I think there are three of them that are actually quite generic for the world, and not just for Asia. So the first really disruptive trend is digital analytics. I think the consumer is faced with industries that are being disrupted, by opportunities that come with digital analytics, which means that they can all of a sudden, at any moment in time, anywhere purchase anything that they would like with the delivery that comes with it. And so I think the sheer abundance of choice that consumers have and the way they will interact with companies will completely change. And it will be interesting to see how, in that context, people will shift their shopping behavior and their consumption behavior.

The second trend I see hitting the consumer is the blurring of everything. So you see very new, non-traditional players coming into the world. And I work a lot in consumer and retail. It used to be you went to the grocery store or the kirana or the little shop on the corner of the street, and now all of a sudden you have Go-Jek, you have Uber Eats. You have, depending on the country, all sorts of different players where you actually can get food from without actually having to go to the store. So there’s a whole lot of thinking about food service. Nice to have a separate channel, but it’s actually no longer a separate channel. I think there is a whole blurring of behavior that, if you are in consumer you don’t actually want to go shopping anymore. You want to be entertained, you want to be inspired, and you will get all of that from all sorts of new players that will shift social behavior.

The third trend that I see is around health and environmental pollution and anything that comes with that. I think Asia is very rapidly facing, and is already facing and is working on it, a lot of environmental issues that are coming together. And I’m a runner. You cannot just that easily run in some of the cities because typically our air pollution is either on yellow or on red. So air pollution is a big issue. The amount of plastic bags that are still hanging around, and the plastic waste that is going with it, I think it’s unsustainable in the long-term. And also the consciousness of consumers and people and environmental activists around it will increase in Asia. I think the third point is around obesity, and I think there’s even the underlying trends of course. That people get more money, which is fantastic, and people rise up in the world and and get more purchasing power, But there’s actually very unhealthy consumption behavior ongoing as well. And if you combine that, I think the costs of healthcare are unsustainable and you know, obesity is on the rise everywhere. I think there’s this whole need for Asian consumers to also think about, “How do I live healthily in the future?”

How should CEOs be responding to these forces as they think about their business strategies for the next decade?

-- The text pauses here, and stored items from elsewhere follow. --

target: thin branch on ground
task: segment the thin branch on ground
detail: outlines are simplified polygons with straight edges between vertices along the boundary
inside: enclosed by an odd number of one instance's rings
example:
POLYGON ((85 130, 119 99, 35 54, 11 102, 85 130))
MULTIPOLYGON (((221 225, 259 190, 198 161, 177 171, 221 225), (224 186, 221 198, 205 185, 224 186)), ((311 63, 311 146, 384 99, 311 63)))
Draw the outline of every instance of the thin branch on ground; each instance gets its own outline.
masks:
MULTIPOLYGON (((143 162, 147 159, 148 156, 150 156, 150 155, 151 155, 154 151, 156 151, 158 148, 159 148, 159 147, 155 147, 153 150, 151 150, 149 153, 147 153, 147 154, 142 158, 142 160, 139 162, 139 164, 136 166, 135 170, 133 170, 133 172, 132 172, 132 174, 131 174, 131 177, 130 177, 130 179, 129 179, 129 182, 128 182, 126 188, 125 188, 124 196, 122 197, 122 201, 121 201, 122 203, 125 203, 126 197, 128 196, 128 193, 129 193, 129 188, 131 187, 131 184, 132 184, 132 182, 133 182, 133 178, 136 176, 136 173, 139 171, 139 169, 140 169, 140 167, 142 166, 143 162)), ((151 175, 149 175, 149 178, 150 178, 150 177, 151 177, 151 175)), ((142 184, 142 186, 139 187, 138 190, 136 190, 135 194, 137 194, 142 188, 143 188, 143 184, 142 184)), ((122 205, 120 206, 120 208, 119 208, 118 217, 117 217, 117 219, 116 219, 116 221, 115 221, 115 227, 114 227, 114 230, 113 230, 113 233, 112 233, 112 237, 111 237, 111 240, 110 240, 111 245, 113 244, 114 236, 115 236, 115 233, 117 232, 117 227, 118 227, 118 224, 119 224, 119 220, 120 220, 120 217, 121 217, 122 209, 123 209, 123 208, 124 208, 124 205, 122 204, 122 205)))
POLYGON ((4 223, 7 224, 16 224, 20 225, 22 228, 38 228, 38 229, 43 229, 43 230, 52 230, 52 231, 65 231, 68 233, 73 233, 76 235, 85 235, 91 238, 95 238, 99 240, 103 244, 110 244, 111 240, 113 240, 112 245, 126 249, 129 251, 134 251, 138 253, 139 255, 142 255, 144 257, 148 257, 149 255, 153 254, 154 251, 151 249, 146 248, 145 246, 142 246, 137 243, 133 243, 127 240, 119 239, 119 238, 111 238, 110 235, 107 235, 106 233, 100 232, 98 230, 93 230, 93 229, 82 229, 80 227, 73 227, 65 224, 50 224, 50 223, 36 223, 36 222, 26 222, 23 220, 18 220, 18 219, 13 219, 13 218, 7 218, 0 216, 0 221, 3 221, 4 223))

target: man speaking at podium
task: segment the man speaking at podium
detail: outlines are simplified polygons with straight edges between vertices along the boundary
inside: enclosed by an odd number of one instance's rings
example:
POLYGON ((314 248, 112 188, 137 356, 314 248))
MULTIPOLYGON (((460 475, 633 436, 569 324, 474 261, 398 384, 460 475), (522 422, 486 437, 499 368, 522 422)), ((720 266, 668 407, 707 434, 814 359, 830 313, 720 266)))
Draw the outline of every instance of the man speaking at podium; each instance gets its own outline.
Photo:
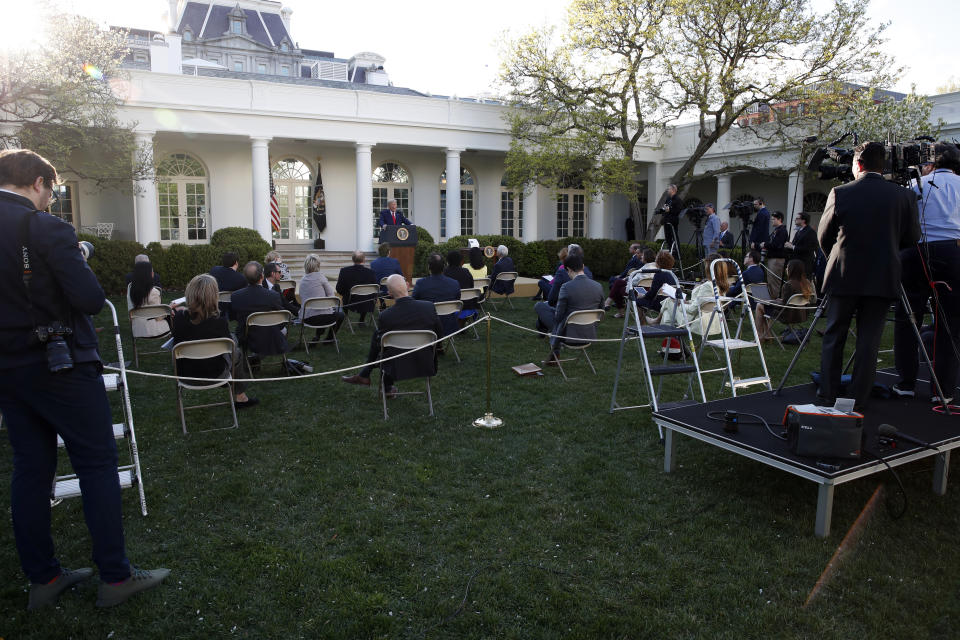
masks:
POLYGON ((413 222, 397 209, 396 200, 387 200, 387 208, 380 212, 380 229, 387 225, 398 224, 413 224, 413 222))

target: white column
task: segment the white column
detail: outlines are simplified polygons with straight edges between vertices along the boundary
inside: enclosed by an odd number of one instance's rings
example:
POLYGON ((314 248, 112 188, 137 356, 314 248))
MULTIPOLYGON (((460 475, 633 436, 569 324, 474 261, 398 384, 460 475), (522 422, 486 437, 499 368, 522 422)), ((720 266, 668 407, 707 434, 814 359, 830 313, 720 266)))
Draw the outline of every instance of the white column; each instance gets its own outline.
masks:
POLYGON ((270 138, 250 138, 251 171, 253 172, 253 230, 270 242, 270 138))
MULTIPOLYGON (((460 152, 463 149, 447 149, 447 237, 460 235, 460 152)), ((477 203, 474 202, 476 207, 477 203)), ((480 232, 474 229, 474 234, 480 232)))
MULTIPOLYGON (((663 190, 667 188, 666 176, 663 175, 663 167, 659 162, 647 165, 647 215, 653 215, 657 210, 657 204, 660 202, 660 196, 663 190)), ((643 238, 646 229, 637 229, 637 237, 643 238)))
POLYGON ((155 131, 137 131, 137 151, 134 153, 141 156, 148 167, 147 175, 142 180, 137 180, 135 195, 136 198, 136 224, 137 224, 137 242, 146 246, 151 242, 160 241, 160 208, 157 206, 157 185, 153 181, 153 136, 155 131))
POLYGON ((539 240, 537 236, 537 218, 540 216, 540 207, 537 202, 537 193, 540 187, 528 185, 523 190, 523 241, 539 240))
POLYGON ((587 237, 603 237, 603 194, 598 193, 590 198, 590 204, 587 206, 587 237))
POLYGON ((791 171, 787 178, 787 229, 793 229, 793 217, 803 211, 803 172, 791 171))
POLYGON ((361 251, 373 250, 373 167, 372 142, 358 142, 357 152, 357 237, 356 246, 361 251))
POLYGON ((730 209, 724 209, 730 204, 730 179, 729 173, 721 173, 717 176, 717 215, 720 216, 720 222, 730 224, 730 209))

Again, right, I work in the consumer world. So I think number one is that you no longer compete with your traditional competitors, you actually compete with complete ecosystems. So number one is what is your really distinctive value proposition that I bring to the consumer? And what is it that’s going to make me win both from the Alibabas and the Hemas, but also from the Go-Jeks and whatever new players there will be? I think there’s a real thinking through of what kind and of what part of that ecosystem, and what need of the consumer am I going to fulfill? And how I’m going to win in that.

If you know that, you’re not there yet, because then there’s the second thing you need to think through: What partners do I need to fulfill that proposition? Because in this world, it’s an illusion to think you can do everything yourself because we just spoke about how consumers want everything, anywhere, 24/7. You just can’t fulfill that need on your own. So I think there’s the second part, where do you partner, and with whom, and how?

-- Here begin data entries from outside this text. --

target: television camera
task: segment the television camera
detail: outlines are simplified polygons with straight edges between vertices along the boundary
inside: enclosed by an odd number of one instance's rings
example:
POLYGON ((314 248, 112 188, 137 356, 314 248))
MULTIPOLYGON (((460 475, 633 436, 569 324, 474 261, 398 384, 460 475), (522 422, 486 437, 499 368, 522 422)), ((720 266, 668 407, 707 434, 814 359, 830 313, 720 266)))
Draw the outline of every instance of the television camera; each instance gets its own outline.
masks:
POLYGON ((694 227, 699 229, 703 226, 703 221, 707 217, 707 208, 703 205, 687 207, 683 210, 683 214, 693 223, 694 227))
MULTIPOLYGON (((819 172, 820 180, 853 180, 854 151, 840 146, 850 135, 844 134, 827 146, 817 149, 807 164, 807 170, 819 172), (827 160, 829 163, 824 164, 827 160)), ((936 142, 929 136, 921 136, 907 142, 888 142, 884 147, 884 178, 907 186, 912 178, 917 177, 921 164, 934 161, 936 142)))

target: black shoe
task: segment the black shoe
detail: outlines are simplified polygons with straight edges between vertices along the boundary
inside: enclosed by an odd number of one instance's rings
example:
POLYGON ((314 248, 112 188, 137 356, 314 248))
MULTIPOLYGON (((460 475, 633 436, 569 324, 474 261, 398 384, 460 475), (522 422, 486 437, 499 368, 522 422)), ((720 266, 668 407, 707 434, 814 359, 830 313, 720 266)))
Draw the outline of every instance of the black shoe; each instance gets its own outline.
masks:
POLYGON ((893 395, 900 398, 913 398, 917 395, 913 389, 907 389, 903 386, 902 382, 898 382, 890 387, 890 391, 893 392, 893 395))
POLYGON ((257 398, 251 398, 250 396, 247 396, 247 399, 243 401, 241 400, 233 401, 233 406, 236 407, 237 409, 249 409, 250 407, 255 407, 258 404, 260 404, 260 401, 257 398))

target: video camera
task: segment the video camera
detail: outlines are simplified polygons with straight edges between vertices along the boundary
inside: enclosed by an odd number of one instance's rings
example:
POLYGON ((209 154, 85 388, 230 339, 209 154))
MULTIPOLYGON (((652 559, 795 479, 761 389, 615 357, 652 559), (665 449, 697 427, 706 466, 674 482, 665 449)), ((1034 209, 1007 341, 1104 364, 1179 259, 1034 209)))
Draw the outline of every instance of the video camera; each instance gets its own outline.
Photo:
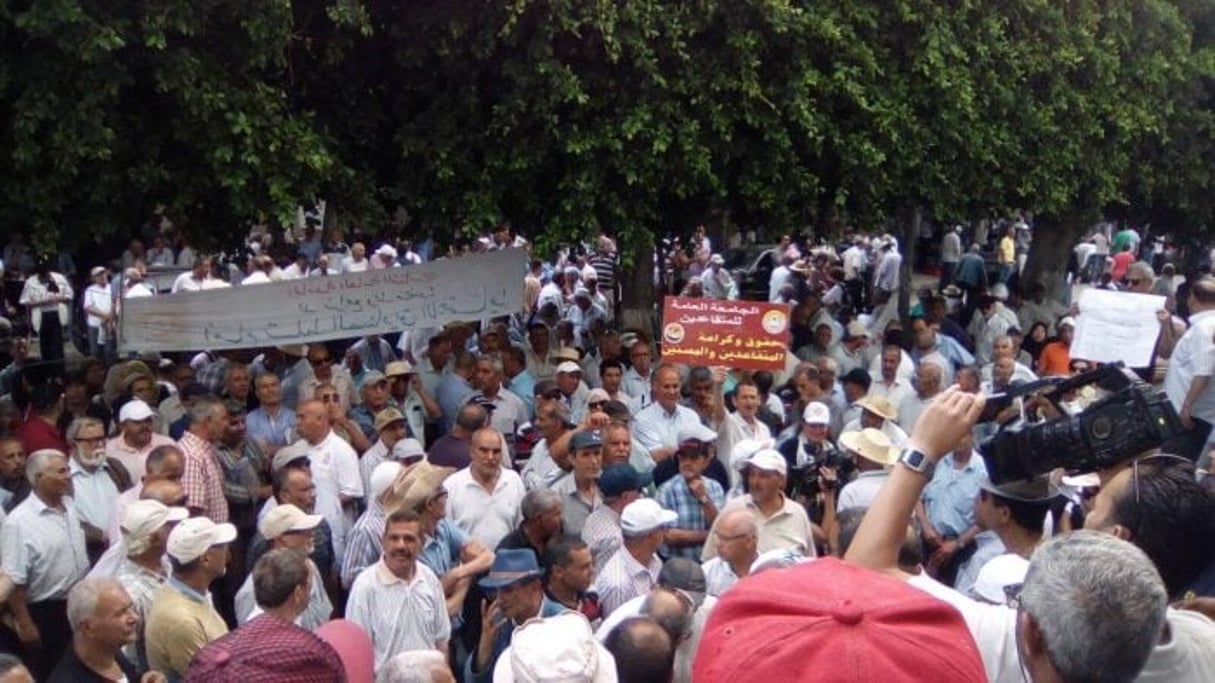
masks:
POLYGON ((1017 419, 983 442, 979 452, 991 481, 1002 484, 1062 467, 1093 472, 1159 447, 1185 429, 1162 392, 1122 364, 1106 365, 1074 377, 1027 382, 988 397, 980 422, 990 422, 1017 399, 1041 397, 1060 417, 1045 422, 1017 419), (1105 392, 1083 411, 1071 414, 1064 396, 1086 386, 1105 392))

And I think then the third point that you need to think about as a CEO is the shifting trends in all of this disruption. What do I do with my talent? What does the future of work look like? What’s the future of talent? How do I upscale, rescale my talent force? What do I automate? How do I think, in this new competitive context, of where I’m shaping ecosystems and building a distinctive proposition? How do I build my talent group? And finally, I think you can say, “You should have started with that.” But amidst all these disruptive forces, CEOs must also ask: How do I keep disrupting myself? How do I make sure that I embrace tech and analytics where I can? And actually work better and smarter, and avoid getting disrupted out of my business?